My wife and I agree to do just that for my best friend who I had known since 5th grade. This was back in 1990.

They asked us to do so stating they look at everyone in both their families and could not come up with a single person they trusted for the task. They asked us to consider that and get back to them in a month. We took a week and said yes.

They arranged a meeting at their lawyers office to accomplish this. When we got to the conference room there was the guy running the camera, 3 lawyers and 3 other witnesses. The lawyers read the will and other documents, then my friend explained on camera why he wanted this then his wife did the same. Then we did the same, both of us in the same order, that we accepted this responsibility. Then the documents were signed and witness by all there.

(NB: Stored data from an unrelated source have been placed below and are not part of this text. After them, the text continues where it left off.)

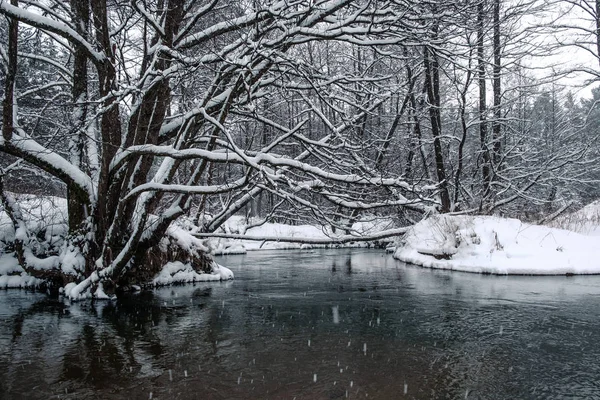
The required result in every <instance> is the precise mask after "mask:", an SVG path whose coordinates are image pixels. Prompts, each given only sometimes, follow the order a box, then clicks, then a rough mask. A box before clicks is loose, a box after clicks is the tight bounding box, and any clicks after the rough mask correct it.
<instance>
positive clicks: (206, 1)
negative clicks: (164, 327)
mask: <svg viewBox="0 0 600 400" xmlns="http://www.w3.org/2000/svg"><path fill="white" fill-rule="evenodd" d="M0 14H2V18H1V20H0V37H1V40H0V68H1V69H2V73H1V74H0V97H1V98H2V136H1V137H0V154H1V155H2V156H1V157H0V197H1V200H2V207H3V210H4V212H5V213H6V215H7V217H8V219H7V220H6V221H8V222H7V224H8V225H10V226H9V227H6V226H4V227H3V229H4V228H6V229H8V230H9V231H10V233H9V234H6V235H4V236H2V235H0V241H1V242H0V247H2V248H3V249H4V250H3V252H4V253H6V254H8V253H10V254H13V255H14V257H15V259H16V260H17V261H18V264H19V265H20V266H21V267H22V268H23V270H24V271H25V272H26V273H27V274H28V275H29V276H32V277H35V278H36V279H41V280H43V281H44V282H46V283H48V284H49V285H50V286H52V287H56V288H62V287H64V286H65V285H67V284H71V285H76V292H73V293H76V294H77V295H79V294H82V293H88V294H93V293H94V292H95V291H96V290H97V289H98V287H100V286H99V285H102V286H101V287H102V290H103V291H106V292H107V293H108V292H115V291H116V290H117V289H118V288H119V287H127V286H128V285H132V284H139V283H141V282H143V281H145V280H147V279H148V278H149V277H151V276H153V275H154V274H156V273H157V271H159V270H160V268H161V267H162V266H163V265H165V264H166V263H167V262H169V261H182V262H190V263H192V264H194V266H195V268H196V269H197V270H198V271H210V270H211V269H213V268H214V265H213V262H212V259H211V258H210V256H209V255H208V252H207V251H206V247H205V246H204V245H203V242H202V239H203V238H207V237H210V236H211V235H216V234H218V232H219V229H220V228H221V227H222V226H223V224H224V223H225V222H226V221H227V220H228V219H229V218H230V217H232V216H234V215H243V216H244V217H245V218H247V219H248V220H252V221H254V222H253V223H255V224H259V223H260V222H261V221H263V222H264V221H270V222H281V223H285V224H289V225H297V224H315V225H317V224H318V225H321V226H328V227H331V230H332V232H339V233H340V234H341V235H342V236H341V237H343V238H348V237H350V238H354V239H357V240H361V239H362V240H369V239H374V238H375V236H373V237H369V236H368V235H367V236H364V237H361V238H357V237H354V236H356V235H355V232H353V231H352V225H353V223H354V222H356V221H358V220H365V219H367V220H370V221H376V220H392V221H394V224H395V227H394V228H390V229H388V230H387V231H382V232H379V233H378V234H377V235H376V237H377V238H382V237H386V236H393V235H398V234H399V233H400V232H403V231H404V229H406V227H408V226H411V225H413V224H415V223H417V222H418V221H420V220H422V219H423V218H425V217H427V216H429V215H433V214H453V215H457V214H458V215H461V214H467V215H492V214H494V215H502V216H509V217H518V218H521V219H523V220H525V221H531V222H543V221H548V220H551V219H553V218H554V217H556V216H558V215H560V214H561V213H563V212H564V211H565V210H568V209H570V208H572V207H576V206H578V205H579V206H580V205H584V204H587V203H589V202H591V201H593V200H595V199H598V198H599V197H600V185H599V179H600V162H599V161H600V145H599V143H600V142H599V141H598V135H599V134H600V110H599V106H598V102H599V101H600V87H594V84H595V82H596V81H597V80H598V78H599V77H600V2H597V1H596V2H592V1H589V0H563V1H553V0H514V1H513V0H451V1H441V0H285V1H274V0H273V1H272V0H242V1H233V0H0ZM573 77H577V78H578V79H579V80H578V81H577V82H578V83H573V82H575V81H574V80H573V79H571V78H573ZM24 195H34V196H55V197H58V198H66V206H65V213H66V215H64V218H63V221H64V222H65V223H64V224H63V225H64V226H62V225H60V224H58V225H57V224H55V223H54V222H53V223H48V224H38V226H36V227H35V229H33V228H32V227H31V224H28V223H27V221H26V217H25V216H24V211H23V204H24V200H23V196H24ZM182 220H185V221H187V223H190V224H193V225H194V226H196V227H198V233H196V236H194V237H192V238H189V237H187V236H185V235H184V233H185V232H183V231H185V230H184V229H182V228H181V226H182V223H181V221H182ZM59 225H60V226H59ZM182 232H183V233H182ZM353 235H354V236H353ZM188 236H189V235H188ZM332 240H333V239H332ZM73 297H77V296H76V295H74V296H73Z"/></svg>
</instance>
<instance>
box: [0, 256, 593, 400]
mask: <svg viewBox="0 0 600 400" xmlns="http://www.w3.org/2000/svg"><path fill="white" fill-rule="evenodd" d="M218 262H219V263H221V264H223V265H226V266H228V267H230V268H231V269H232V270H233V271H234V273H235V274H236V280H235V281H232V282H225V283H207V284H196V285H188V286H177V287H170V288H162V289H159V290H156V291H154V292H152V293H144V294H141V295H136V296H132V297H131V298H129V299H126V300H120V301H118V302H112V303H111V302H106V303H99V304H94V305H91V304H90V303H85V302H84V303H78V304H74V305H70V306H65V305H64V304H62V303H60V302H58V301H52V300H48V299H47V298H46V297H45V296H44V295H42V294H33V293H31V292H26V291H18V290H16V291H15V290H12V291H10V290H9V291H0V349H1V351H0V398H1V399H59V398H64V399H92V398H93V399H290V400H291V399H294V398H295V399H298V400H300V399H345V398H351V399H357V398H361V399H363V398H369V399H403V398H407V399H410V398H419V399H433V398H440V399H446V398H452V399H459V398H460V399H464V398H467V399H564V398H571V399H573V398H600V378H599V377H600V342H599V341H598V338H599V335H600V277H597V276H594V277H571V278H566V277H537V278H534V277H497V276H480V275H472V274H465V273H452V272H442V271H433V270H427V269H421V268H418V267H413V266H407V265H405V264H403V263H400V262H397V261H395V260H393V259H392V257H391V256H390V255H388V254H384V253H382V252H381V251H375V250H365V249H353V250H346V249H344V250H315V251H302V252H301V251H277V252H275V251H269V252H251V253H249V254H247V255H239V256H227V257H219V258H218Z"/></svg>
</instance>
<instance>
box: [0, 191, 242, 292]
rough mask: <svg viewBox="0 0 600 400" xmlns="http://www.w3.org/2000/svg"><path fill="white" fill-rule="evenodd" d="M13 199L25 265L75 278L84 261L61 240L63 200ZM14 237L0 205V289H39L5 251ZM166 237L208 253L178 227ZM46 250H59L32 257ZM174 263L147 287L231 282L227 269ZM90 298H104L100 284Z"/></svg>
mask: <svg viewBox="0 0 600 400" xmlns="http://www.w3.org/2000/svg"><path fill="white" fill-rule="evenodd" d="M13 196H14V197H15V198H16V200H17V201H18V203H19V206H20V207H21V211H22V213H23V219H24V220H25V223H26V225H27V230H28V231H29V232H30V237H29V246H28V247H27V248H25V254H24V255H25V257H26V261H27V264H28V265H29V266H31V267H33V268H36V269H39V270H43V269H51V268H57V267H58V266H60V267H61V268H62V270H63V272H65V273H68V274H72V275H74V276H77V275H78V274H79V273H80V271H82V270H83V266H84V264H85V260H84V258H83V256H82V254H81V253H80V252H79V249H77V248H75V247H73V246H69V245H68V244H67V243H65V241H64V238H65V236H66V234H67V231H68V226H67V215H68V214H67V201H66V199H64V198H60V197H52V196H35V195H23V194H13ZM15 235H16V233H15V230H14V227H13V224H12V222H11V220H10V218H9V217H8V215H7V214H6V213H5V212H4V210H3V208H2V206H1V204H0V289H6V288H31V287H36V286H39V285H40V284H42V283H43V281H42V280H40V279H37V278H34V277H32V276H30V275H28V274H27V273H26V272H25V270H24V269H23V268H22V267H21V266H20V265H19V263H18V262H17V259H16V257H15V254H14V252H13V251H12V250H9V249H7V246H6V244H9V243H11V242H12V241H13V240H14V239H15ZM168 235H169V236H170V237H171V238H173V239H174V240H175V241H177V243H178V244H179V245H180V246H181V247H182V248H184V249H186V250H187V251H188V252H190V253H194V252H195V251H208V250H209V249H208V248H207V247H205V246H204V244H203V241H202V240H200V239H197V238H195V237H194V236H192V235H191V234H190V233H189V232H188V231H186V230H183V229H182V228H181V227H179V226H176V225H172V226H171V227H169V230H168ZM49 248H51V249H53V250H54V251H56V250H60V254H59V255H54V256H49V257H46V258H38V257H37V256H36V254H46V253H47V250H48V249H49ZM34 253H35V254H34ZM178 264H180V265H178ZM178 264H177V263H168V264H166V265H165V267H164V269H163V270H162V271H161V273H160V274H158V275H157V276H156V277H155V279H154V280H153V281H152V282H151V284H153V285H155V286H156V285H159V284H171V283H176V282H199V281H215V280H228V279H233V273H232V272H231V270H229V269H227V268H225V267H222V266H220V265H218V264H216V263H214V265H213V271H212V273H209V274H199V273H196V272H195V271H194V270H193V268H192V267H191V266H190V265H189V264H186V265H184V264H181V263H178ZM75 286H76V285H75V284H74V283H73V284H69V285H67V287H65V288H64V291H65V293H67V292H68V291H70V290H71V289H73V288H74V287H75ZM82 296H83V297H85V296H84V295H82ZM83 297H82V298H83ZM94 297H96V298H98V299H101V298H108V296H107V295H106V294H105V293H104V290H103V288H102V286H101V285H100V286H99V287H98V289H97V290H96V292H95V295H94Z"/></svg>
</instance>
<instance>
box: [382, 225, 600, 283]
mask: <svg viewBox="0 0 600 400" xmlns="http://www.w3.org/2000/svg"><path fill="white" fill-rule="evenodd" d="M457 221H458V222H457ZM511 225H512V228H515V227H518V228H517V229H516V230H514V231H513V232H512V235H516V236H518V235H521V234H522V232H524V231H526V230H527V229H530V230H533V231H540V232H541V231H544V232H543V236H552V237H554V236H556V237H559V238H561V239H562V240H564V241H565V242H564V243H566V248H567V249H568V250H569V251H570V253H571V256H567V255H566V254H565V253H563V248H562V246H561V245H558V247H556V251H557V252H556V253H554V252H552V251H548V250H549V249H548V246H545V247H546V248H545V249H544V250H543V252H541V251H540V250H542V249H541V248H537V249H536V248H534V246H531V243H530V246H529V247H528V246H527V245H524V244H523V243H522V244H521V247H520V248H519V249H518V250H521V251H522V250H523V249H526V250H527V251H528V252H525V253H524V254H521V255H519V256H517V258H516V259H512V260H511V259H510V256H509V255H507V253H505V252H504V248H503V246H500V248H494V246H490V243H489V240H488V243H486V244H487V247H486V246H485V245H483V246H479V244H480V241H477V242H475V241H472V242H471V243H466V242H467V241H466V240H465V237H464V233H465V226H470V227H469V229H470V230H471V232H473V233H476V235H474V236H475V237H477V235H479V236H481V237H483V236H485V235H486V234H488V235H489V234H490V233H492V234H493V235H494V236H495V240H496V242H497V241H498V237H499V236H498V233H497V232H496V230H498V232H501V233H502V235H500V236H502V239H503V240H504V239H509V240H508V241H509V242H510V240H514V239H513V238H512V237H511V236H512V235H508V237H507V236H506V228H507V227H511ZM440 226H442V227H450V226H454V227H455V229H457V231H456V232H449V231H446V232H445V234H442V236H443V237H445V239H446V240H444V241H440V240H439V237H437V238H436V235H438V236H439V234H440V232H441V231H440ZM503 230H504V231H503ZM509 230H510V229H509ZM455 233H458V235H457V236H461V235H460V234H463V237H462V238H461V239H462V243H457V244H456V247H457V248H452V246H448V239H450V238H451V237H452V236H453V235H454V234H455ZM537 233H538V235H539V232H537ZM534 236H535V235H534ZM488 239H489V238H488ZM522 239H523V237H521V238H520V239H519V240H521V241H522ZM432 243H433V244H434V246H433V247H432V246H431V244H432ZM515 243H519V241H518V240H514V242H512V243H508V244H509V245H511V247H513V248H512V250H515V248H514V246H515ZM424 244H425V245H424ZM427 244H429V245H427ZM598 244H600V242H599V241H598V240H597V239H596V238H593V237H589V236H584V235H580V234H578V233H575V232H572V231H566V230H563V229H556V228H549V227H546V226H541V225H530V224H527V223H523V222H521V221H519V220H515V219H507V218H500V217H491V216H460V217H459V216H449V215H437V216H435V217H433V218H430V219H425V220H423V221H421V222H419V223H418V224H416V225H414V226H412V227H411V228H410V229H409V230H408V231H407V233H406V235H405V236H404V238H403V239H402V240H401V242H400V243H399V245H398V247H397V248H396V250H395V252H394V254H393V257H394V258H395V259H397V260H399V261H402V262H405V263H408V264H412V265H416V266H419V267H423V268H430V269H440V270H446V271H457V272H468V273H475V274H484V275H503V276H506V275H517V276H565V275H566V276H573V275H600V249H599V246H598ZM540 247H541V246H540ZM559 251H560V252H559ZM565 252H566V251H565ZM457 253H458V257H457V259H455V258H453V257H454V255H455V254H457ZM486 253H487V254H489V257H487V256H485V255H486ZM436 255H437V256H441V255H443V256H448V258H449V259H442V258H440V257H435V256H436ZM482 255H483V257H482ZM519 258H520V260H519ZM492 259H494V261H492ZM590 260H599V261H590ZM499 261H500V262H499ZM524 261H525V262H524ZM540 265H542V266H540Z"/></svg>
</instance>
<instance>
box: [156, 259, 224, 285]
mask: <svg viewBox="0 0 600 400" xmlns="http://www.w3.org/2000/svg"><path fill="white" fill-rule="evenodd" d="M229 279H233V271H231V270H230V269H229V268H225V267H223V266H221V265H219V264H217V263H214V262H213V271H212V273H204V274H203V273H198V272H196V271H195V270H194V268H193V267H192V266H191V265H190V264H184V263H182V262H180V261H174V262H168V263H167V264H165V266H164V267H163V269H162V270H161V271H160V273H159V274H158V275H157V276H156V277H155V278H154V279H153V280H152V283H153V284H154V285H155V286H161V285H170V284H173V283H189V282H206V281H222V280H229Z"/></svg>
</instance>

Never seen so many signatures on a legal document again, ever in my life.

In 2008, after 18 years, they changed the will and all that was deleted.

As of tomorrow my wife and I will be accepting that responsibility. Our closest friends have one child and they do not want her raised by his alcoholic siblings or her fundamentalist sister. Their lawyer was very upfront about the legal battle that would ensue by choosing a lesbian couple over blood siblings; but they have a ton of life insurance and their executor/lawyer has been charged with waging that battle should the need arise.

So far the only arguments have been about if the new foster parents are willing and able.

I’d say that it greatly depends on how well you and the kid gt along. Even at five, my sons playmates, nieces and nephews have distinct personalities. Some I’d be most happy to have, some…not. Nothing wrong per se with those kids or with us, but we just would never get along.